Conscience is never just a matter of personal opinion or “a pious alibi for doing what we want, or what might get us elected,” says Archbishop Charles Chaput of Denver.

In a recent column in the Denver Catholic Register, the archbishop tries to clarify the teaching on conscience in the documents of the Second Vatican Council and what it actually means.

Often, laments the archbishop, Catholics do not understand the teaching and interpret it to justify their personal opinions and preferences.

“Catholics, who appeal to the ‘spirit of Vatican II’ and claim to be following their consciences when they ignore Catholic teaching on issues of vital public importance, would be wise to revisit what the council actually said,” wrote the archbishop.

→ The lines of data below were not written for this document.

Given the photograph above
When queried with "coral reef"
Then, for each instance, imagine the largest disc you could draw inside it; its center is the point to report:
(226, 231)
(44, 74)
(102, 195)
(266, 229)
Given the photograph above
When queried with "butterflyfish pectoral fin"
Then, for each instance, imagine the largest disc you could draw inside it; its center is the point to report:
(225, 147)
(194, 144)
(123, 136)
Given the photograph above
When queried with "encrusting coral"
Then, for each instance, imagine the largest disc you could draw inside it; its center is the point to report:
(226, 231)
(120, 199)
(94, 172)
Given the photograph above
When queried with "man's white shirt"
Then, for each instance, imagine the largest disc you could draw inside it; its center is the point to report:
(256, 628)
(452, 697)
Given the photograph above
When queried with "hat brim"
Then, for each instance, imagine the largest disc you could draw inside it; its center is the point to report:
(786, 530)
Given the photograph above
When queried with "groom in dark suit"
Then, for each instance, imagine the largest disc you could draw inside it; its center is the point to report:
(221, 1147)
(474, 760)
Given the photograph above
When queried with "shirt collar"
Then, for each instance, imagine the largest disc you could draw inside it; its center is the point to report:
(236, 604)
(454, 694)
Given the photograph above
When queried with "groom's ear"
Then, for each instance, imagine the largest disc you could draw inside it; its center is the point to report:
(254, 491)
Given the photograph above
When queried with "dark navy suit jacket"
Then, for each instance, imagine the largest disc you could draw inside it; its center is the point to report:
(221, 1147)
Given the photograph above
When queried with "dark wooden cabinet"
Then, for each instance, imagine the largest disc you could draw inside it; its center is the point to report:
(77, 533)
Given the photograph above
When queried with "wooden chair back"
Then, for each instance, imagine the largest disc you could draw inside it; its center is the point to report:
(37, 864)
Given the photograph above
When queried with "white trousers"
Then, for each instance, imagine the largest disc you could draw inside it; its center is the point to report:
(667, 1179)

“We're always obligated to follow our consciences. But, if we're serious in our Catholic faith, we also need to acknowledge that conscience does not "invent" truth,” said the archbishop.

“Rather, conscience must seek truth out, and conform itself to the truth once discovered — no matter how inconvenient,” he said.

Vatican II states that, in forming their consciences “the faithful must pay careful attention to the sacred and certain teaching of the Church. For the Catholic Church is, by the will of Christ, the teacher of truth,” the bishop pointed out.

“Vatican II can never be invoked as an alibi for Catholics ignoring grave public evil or failing to act on their faith in the political sphere. That's a distortion of the council's message. It also misreads the U.S. Constitution,” he said.

“America's Founding Fathers did not say, and never intended, that religious faith should be excluded from civic debate,” said Archbishop Chaput. “They intended one thing only: to prevent the establishment of an official state church.

“A purely secular interpretation of the ‘separation of church and state’ would actually result in the ‘separation of state and morality.’ And that would be a catastrophe for real pluralism and the democratic process.

“If we're sincere about our faith, ‘conscience’ can never be used as an excuse for dismissing what the Church teaches by pointing to her theological critics, voter surveys or public opinion polls, and then doing what we find more convenient,” the bishop concluded. “That's dishonest. And God made us for something better than that.”